For the most part, finance experts recommend that people focus on saving through a 401(k) until they max out their company match. However, in some circumstances, it makes sense to open different retirement savings accounts before reaching this point. Once the match is maxed out, you should start to consider other savings options for a variety of different reasons, including:
1. Tax diversification
A 401(k) provides some great tax advantages. Money put into the account is not subject to income tax, and the principal grows without any taxes due until retirement. Once money is withdrawn from the account, it gets taxed as regular income. For the most part, this deferral of taxes works to the advantage of the retiree. Most individuals will be in a lower tax bracket once they retire, so they will pay less in taxes during these years.
Even so, you should make sure that you keep your tax bill low, which means diversifying your retirement accounts in terms of taxation. In retirement, many people live on a fixed income, so keeping the tax bill low is critically important.
A way to keep the tax bill low is saving monthly with a Roth IRA. Money put into a Roth account comes from post-tax income, so it is not subject to taxes upon withdrawal in retirement. Moreover, money from a Roth account does not count toward taxable income. If you come close to the line between tax brackets, you can start using your Roth account to avoid moving into the higher bracket and save on taxes.
2. Easier inheritance
The IRS requires that people take minimum distributions on their tax-deferred accounts, including a 401(k), once they turn 72. These distributions must be taken whether or not you need the money, which is the federal government’s way of ensuring tax income from the tax-advantaged account. Otherwise, you could defer taxes on your income indefinitely.
The required minimum distribution depends on your age and account balance. Once you pass away, the remaining 401(k) funds go to named beneficiaries. Depending on your age and that of your beneficiaries, minimum distributions may be imposed on the inheritance, and these withdrawals count as taxable income for the person who inherited the balance.

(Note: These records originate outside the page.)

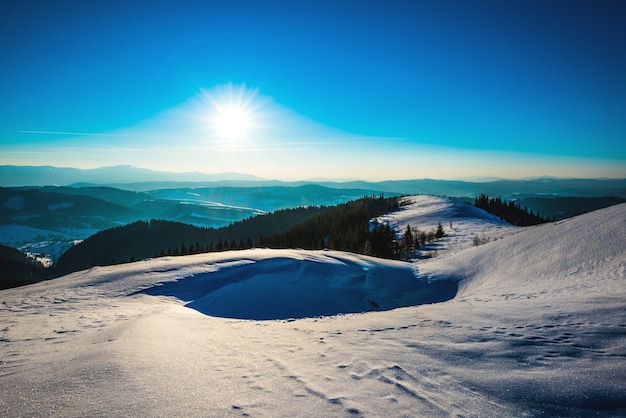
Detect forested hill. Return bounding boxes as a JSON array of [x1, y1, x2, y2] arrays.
[[0, 245, 48, 290], [56, 196, 398, 275]]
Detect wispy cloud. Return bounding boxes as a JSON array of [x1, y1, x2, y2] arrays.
[[17, 130, 140, 138]]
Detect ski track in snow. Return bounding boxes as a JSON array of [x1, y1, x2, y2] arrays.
[[0, 196, 626, 417]]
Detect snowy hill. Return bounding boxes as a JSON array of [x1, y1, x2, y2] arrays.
[[0, 197, 626, 416], [377, 196, 519, 257]]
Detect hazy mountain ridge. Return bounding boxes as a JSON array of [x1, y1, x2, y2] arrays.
[[0, 165, 626, 198]]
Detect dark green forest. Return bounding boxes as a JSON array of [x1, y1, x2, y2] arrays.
[[0, 245, 49, 290], [474, 194, 550, 226], [56, 196, 398, 275]]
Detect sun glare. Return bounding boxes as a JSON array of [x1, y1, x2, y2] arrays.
[[215, 106, 250, 141], [203, 84, 263, 147]]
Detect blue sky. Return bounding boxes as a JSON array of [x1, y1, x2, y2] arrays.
[[0, 0, 626, 180]]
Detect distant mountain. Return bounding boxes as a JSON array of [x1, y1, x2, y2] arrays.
[[0, 245, 47, 290], [0, 165, 261, 187], [0, 165, 626, 199]]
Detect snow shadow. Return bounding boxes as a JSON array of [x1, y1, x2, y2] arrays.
[[141, 257, 458, 320]]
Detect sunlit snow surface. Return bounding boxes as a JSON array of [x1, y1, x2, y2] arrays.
[[0, 197, 626, 416]]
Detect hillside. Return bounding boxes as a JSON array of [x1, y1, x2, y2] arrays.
[[0, 200, 626, 416], [0, 245, 48, 290], [56, 197, 397, 274]]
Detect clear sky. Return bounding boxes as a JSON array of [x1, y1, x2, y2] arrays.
[[0, 0, 626, 180]]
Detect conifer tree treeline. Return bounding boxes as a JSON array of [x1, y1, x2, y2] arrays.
[[56, 196, 398, 275], [259, 196, 398, 258], [474, 194, 550, 226]]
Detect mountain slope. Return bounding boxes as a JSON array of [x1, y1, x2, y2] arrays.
[[0, 205, 626, 417]]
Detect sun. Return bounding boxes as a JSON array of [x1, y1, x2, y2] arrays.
[[203, 84, 264, 148], [214, 105, 251, 141]]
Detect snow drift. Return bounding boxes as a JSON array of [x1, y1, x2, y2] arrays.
[[139, 250, 457, 319], [0, 197, 626, 417]]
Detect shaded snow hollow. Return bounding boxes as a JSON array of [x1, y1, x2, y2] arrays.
[[0, 197, 626, 417], [139, 250, 457, 319]]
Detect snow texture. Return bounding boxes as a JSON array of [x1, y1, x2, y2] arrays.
[[0, 197, 626, 417]]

Funds in a taxable account, meaning an investment account not specifically designed for retirement, are not subject to required minimum distributions, so assets can accumulate in them and then get passed on to heirs without any forced withdrawals. This is an advantage of taxable accounts over even a Roth IRA. While Roth accounts do not have required minimum distributions during the account holder’s life, beneficiaries usually do have to take forced withdrawals, although they will not have to pay income tax on them. For a taxable account, taxes are due when assets are sold rather than when they receive distributions. The taxes are based on the value of the assets when the account holder dies rather than the purchase price.
3. Increased liquidity
While a 401(k) has great tax advantages, the trade-off is that the IRS makes it difficult for you to withdraw money before you reach the age of 59 1/2. Before this age, you will pay a 10 percent penalty on any withdrawals on top of the normal income tax. For that reason, people planning an early retirement should look into other savings options since they will not have access to their 401(k) when they plan to retire. Even those who plan to retire at the traditional age may want more liquidity in their savings, so the early withdrawal penalty can become problematic.

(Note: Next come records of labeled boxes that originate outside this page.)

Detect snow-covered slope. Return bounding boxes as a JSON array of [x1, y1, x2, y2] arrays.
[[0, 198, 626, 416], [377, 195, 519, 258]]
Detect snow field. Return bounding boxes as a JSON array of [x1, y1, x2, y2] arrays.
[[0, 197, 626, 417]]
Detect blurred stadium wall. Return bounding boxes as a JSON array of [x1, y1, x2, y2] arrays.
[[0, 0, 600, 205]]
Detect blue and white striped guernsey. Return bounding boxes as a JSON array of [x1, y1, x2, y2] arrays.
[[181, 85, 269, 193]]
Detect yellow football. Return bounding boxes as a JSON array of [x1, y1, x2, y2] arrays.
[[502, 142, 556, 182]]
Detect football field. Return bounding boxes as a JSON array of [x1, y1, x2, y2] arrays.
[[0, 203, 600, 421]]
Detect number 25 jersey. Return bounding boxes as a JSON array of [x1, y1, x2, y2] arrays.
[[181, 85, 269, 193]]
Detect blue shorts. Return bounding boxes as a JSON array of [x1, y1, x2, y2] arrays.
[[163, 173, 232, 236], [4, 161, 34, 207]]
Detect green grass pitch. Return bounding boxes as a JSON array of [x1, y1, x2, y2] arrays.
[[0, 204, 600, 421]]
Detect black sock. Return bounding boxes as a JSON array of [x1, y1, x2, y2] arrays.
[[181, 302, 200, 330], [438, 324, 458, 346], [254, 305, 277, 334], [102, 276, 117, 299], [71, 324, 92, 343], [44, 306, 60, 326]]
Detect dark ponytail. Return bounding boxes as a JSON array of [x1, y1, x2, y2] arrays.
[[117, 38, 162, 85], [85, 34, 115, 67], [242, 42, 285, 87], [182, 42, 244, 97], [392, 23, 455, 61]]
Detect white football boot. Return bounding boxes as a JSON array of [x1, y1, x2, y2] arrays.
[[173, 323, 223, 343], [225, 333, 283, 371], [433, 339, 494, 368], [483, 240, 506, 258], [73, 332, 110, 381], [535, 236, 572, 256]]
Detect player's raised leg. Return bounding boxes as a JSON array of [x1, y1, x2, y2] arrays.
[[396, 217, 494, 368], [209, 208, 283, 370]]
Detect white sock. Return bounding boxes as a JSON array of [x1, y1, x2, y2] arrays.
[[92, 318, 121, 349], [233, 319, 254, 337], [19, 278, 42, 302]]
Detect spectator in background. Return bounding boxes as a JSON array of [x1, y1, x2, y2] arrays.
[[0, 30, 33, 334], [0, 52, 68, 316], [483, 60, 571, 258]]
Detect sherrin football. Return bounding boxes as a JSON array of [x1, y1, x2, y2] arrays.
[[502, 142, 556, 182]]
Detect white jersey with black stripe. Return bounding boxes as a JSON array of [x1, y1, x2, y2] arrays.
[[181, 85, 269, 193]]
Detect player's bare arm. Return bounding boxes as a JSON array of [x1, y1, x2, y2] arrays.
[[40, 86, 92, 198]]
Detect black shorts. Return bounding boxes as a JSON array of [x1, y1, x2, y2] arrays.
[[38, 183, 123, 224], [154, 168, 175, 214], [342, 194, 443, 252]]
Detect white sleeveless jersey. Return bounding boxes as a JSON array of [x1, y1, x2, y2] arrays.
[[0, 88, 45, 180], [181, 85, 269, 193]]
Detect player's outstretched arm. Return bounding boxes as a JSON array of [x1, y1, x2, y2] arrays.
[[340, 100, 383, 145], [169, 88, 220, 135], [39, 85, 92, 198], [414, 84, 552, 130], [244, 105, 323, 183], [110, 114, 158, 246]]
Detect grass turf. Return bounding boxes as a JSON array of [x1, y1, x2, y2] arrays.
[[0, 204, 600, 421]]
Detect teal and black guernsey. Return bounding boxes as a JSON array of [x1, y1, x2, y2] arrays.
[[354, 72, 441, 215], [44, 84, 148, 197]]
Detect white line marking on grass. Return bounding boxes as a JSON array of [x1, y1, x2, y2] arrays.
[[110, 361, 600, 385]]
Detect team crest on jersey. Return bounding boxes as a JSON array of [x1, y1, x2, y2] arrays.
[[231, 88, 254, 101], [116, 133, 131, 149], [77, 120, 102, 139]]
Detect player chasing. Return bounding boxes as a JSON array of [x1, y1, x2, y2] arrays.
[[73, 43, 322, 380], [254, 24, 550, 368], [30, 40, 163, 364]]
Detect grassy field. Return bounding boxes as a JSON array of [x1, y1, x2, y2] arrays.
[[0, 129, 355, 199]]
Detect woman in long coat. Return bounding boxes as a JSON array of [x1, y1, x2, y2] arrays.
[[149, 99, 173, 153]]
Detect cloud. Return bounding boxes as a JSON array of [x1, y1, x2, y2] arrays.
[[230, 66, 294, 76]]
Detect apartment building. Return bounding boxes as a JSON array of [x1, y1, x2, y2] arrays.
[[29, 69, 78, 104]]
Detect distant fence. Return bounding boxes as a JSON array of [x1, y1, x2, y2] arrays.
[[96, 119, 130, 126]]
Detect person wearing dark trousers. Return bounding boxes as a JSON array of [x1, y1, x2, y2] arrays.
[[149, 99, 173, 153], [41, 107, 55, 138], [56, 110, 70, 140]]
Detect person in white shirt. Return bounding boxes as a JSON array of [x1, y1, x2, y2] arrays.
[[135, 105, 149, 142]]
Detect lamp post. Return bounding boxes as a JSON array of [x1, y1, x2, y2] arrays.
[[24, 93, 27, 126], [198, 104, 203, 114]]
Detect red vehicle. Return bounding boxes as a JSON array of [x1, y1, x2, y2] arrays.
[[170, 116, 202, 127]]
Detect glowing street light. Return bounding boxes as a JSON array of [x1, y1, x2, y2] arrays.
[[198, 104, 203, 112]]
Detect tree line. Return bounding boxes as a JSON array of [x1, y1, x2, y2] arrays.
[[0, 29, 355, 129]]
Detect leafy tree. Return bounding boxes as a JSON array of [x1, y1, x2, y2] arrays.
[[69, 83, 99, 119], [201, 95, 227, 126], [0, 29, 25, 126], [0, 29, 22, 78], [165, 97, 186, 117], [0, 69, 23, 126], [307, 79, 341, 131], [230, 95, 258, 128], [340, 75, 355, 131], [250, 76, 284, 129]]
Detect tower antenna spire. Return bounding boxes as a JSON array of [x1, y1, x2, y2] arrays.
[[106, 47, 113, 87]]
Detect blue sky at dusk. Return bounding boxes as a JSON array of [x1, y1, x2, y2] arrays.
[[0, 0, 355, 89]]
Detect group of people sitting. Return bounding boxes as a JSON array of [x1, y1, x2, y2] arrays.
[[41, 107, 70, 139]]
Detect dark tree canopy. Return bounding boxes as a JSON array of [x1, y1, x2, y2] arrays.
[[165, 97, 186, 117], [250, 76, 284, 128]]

To increase liquidity, you don’t need to avoid a 401(k) altogether. Rather, you should simply add additional accounts to your portfolio. Not all wealth needs to be held in restricted accounts, especially if those rules do not align with your plans for the future. Increasing liquidity generally means opening a taxable account, which will not have any sort of withdrawal restrictions, although the same tax advantages do not apply. A Roth IRA can also help with liquidity since you can withdraw your contributions at any time. However, withdrawing earnings will result in a penalty.
4. Better investments
The other thing that you should keep in mind when it comes to 401(k)s is that investments can be quite limited. For the most part, these accounts offer between 10 and 20 different mutual funds, target-date funds, or index funds. While these options are generally low-cost and reliable, they are not always the best choices. Pay close attention to the investment choices offered by a 401(k) and determine whether it makes sense to invest elsewhere.
Opening a second account can often grant access to not only better investments but different types to improve diversification. This second account could be a traditional or Roth IRA, or even a taxable account with a brokerage. First, figure out what kind of account serves your other needs and then search for the option that provides the best investment options. Some investment options to look for include exchange-traded funds, debt securities, mutual funds, and stocks.